In the spirit of my Learned from Yoga posts, I want to draw your attention to a recent post by Aimée Morrison, Let it breathe. An excerpt gives you a flavour of the problem she addresses:
When I began teaching, and for some time after, I used to try to assuage such anxieties by crowding them out with activity. I would prepare 15 pages of lecture notes for an 80-minute class session. I would assign 70 pages of reading for every class meeting so we wouldn’t run out of material. I would cover over any pauses in the discussion with more lecturing, more PowerPoints, more handouts. I had students write research papers and exams and bibliographies and presentations and blog posts and quizzes — just so that it would be clear that I had a plan, and I was in charge, and I was well-prepared, and I knew what I was doing.
It didn’t work. I was exhausted and tense, and my students were baffled and overwhelmed. In class, they just checked out. No one had room to breathe. The quick shallow panting of my own fears about teaching sucked all the air out of the room, leaving nothing left for learning.
Taking time to breathe in the university classroom meant acknowledging that much of my pedagogy — however well-intentioned — was arising from a desire to ease my own anxieties. I was fighting off negative inner voices by throwing readings and assignments and lectures at them.

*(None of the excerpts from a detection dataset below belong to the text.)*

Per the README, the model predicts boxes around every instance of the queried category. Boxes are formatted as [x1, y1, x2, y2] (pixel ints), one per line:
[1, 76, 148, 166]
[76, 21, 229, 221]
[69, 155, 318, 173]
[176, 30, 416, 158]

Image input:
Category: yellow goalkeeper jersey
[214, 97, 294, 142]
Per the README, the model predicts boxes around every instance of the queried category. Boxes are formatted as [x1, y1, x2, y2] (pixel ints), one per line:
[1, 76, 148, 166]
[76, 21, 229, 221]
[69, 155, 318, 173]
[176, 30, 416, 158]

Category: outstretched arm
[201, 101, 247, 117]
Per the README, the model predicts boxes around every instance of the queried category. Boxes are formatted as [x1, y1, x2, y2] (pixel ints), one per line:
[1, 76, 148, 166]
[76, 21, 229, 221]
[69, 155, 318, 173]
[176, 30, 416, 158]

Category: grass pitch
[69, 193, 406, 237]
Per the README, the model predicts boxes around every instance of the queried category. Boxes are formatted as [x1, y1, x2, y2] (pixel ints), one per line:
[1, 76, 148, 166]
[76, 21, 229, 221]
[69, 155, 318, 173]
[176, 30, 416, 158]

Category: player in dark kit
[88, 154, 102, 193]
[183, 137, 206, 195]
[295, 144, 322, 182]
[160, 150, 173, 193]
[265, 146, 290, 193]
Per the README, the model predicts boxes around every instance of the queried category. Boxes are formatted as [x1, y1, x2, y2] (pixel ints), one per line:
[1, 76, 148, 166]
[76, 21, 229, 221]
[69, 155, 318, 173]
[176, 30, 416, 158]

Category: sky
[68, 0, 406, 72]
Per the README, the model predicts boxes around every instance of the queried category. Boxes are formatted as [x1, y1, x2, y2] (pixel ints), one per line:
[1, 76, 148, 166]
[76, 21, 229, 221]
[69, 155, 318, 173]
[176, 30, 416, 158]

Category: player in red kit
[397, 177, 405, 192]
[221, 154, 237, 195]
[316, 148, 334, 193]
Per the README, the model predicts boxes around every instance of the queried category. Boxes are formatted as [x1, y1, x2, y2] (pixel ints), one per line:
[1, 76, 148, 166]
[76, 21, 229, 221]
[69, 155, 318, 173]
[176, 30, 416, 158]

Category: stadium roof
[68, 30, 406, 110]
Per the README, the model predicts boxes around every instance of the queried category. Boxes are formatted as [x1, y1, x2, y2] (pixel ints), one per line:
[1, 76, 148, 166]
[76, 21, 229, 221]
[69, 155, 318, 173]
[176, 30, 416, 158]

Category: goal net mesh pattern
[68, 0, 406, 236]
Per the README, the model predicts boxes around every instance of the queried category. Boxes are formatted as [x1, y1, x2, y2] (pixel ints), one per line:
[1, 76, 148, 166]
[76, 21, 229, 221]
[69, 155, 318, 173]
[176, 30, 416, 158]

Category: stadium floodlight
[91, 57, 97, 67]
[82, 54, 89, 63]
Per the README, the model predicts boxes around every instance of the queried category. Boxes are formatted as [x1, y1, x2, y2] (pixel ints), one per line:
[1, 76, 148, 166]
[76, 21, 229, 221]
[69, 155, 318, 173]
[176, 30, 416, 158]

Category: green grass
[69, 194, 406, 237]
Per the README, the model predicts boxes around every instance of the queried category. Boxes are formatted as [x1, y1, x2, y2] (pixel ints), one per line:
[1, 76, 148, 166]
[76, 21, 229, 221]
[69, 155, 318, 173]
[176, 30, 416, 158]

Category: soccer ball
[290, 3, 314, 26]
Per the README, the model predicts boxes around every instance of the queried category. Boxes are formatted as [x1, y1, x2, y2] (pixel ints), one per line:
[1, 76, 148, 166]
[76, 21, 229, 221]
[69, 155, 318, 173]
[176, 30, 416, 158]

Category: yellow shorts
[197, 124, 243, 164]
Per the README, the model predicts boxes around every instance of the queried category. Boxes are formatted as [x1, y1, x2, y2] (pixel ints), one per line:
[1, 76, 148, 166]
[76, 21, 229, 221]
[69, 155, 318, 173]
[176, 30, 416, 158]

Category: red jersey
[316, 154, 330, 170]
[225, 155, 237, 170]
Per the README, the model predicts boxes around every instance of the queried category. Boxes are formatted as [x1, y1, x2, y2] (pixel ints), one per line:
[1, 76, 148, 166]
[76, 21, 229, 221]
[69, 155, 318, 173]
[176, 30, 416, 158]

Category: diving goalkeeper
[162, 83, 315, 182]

I encourage you to read the whole piece. Whether you take breathing as a metaphor or an actual practice (or both), there is some excellent advice in here (including helping students focus on what you are teaching). And it applies to much more than teaching.

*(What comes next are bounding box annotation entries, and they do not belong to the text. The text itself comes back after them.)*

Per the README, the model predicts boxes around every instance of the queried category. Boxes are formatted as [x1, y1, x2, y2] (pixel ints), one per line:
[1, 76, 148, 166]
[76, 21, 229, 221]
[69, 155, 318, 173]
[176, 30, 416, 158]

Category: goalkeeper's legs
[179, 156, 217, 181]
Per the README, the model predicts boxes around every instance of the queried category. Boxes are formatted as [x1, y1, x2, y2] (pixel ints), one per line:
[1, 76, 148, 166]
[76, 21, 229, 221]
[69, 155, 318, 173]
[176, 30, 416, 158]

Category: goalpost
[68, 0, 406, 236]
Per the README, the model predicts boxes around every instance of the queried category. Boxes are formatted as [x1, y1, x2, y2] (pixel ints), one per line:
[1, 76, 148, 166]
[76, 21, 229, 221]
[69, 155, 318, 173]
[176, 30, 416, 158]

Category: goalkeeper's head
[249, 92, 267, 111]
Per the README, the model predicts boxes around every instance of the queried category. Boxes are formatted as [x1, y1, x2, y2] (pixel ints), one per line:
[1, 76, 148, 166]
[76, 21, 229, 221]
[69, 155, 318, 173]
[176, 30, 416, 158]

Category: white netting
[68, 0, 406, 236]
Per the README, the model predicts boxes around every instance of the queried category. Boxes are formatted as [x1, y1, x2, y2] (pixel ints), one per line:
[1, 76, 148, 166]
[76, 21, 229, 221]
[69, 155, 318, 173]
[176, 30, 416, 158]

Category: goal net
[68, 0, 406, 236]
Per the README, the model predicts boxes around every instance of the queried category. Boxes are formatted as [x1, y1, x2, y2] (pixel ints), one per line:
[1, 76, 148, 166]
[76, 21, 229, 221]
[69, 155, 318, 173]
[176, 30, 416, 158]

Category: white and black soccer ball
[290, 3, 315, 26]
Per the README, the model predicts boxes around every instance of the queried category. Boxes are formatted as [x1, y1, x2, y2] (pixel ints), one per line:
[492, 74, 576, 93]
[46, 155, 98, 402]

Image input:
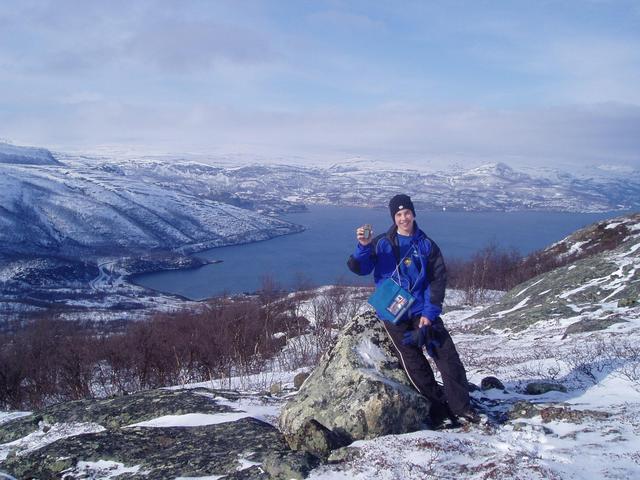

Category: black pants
[383, 317, 469, 415]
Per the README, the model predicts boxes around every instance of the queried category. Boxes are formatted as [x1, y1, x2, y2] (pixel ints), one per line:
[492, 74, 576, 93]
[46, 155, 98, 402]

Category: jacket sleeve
[347, 242, 375, 275]
[422, 241, 447, 320]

Even without any knowledge of yoga or any other kind of breathing practice, I find it helpful to just notice whether you are breathing. Paying attention to whether you are breathing and consciously taking deeper breaths slows you down to a more sensible pace. Do this while you are planning. Do this while you are writing. Do this while you are teaching. Do this when you get home to face all the things you need to do there. Breathe.
If you are interested in this actual practice of breathing, there is a self-paced online course offered by Trish Elting called Just Keep Breathing that may be helpful. (I don’t get any commission for telling you about this. Just sharing what might be useful.) Or check out local yoga studios.
How could you bring more space to breathe into your schedule?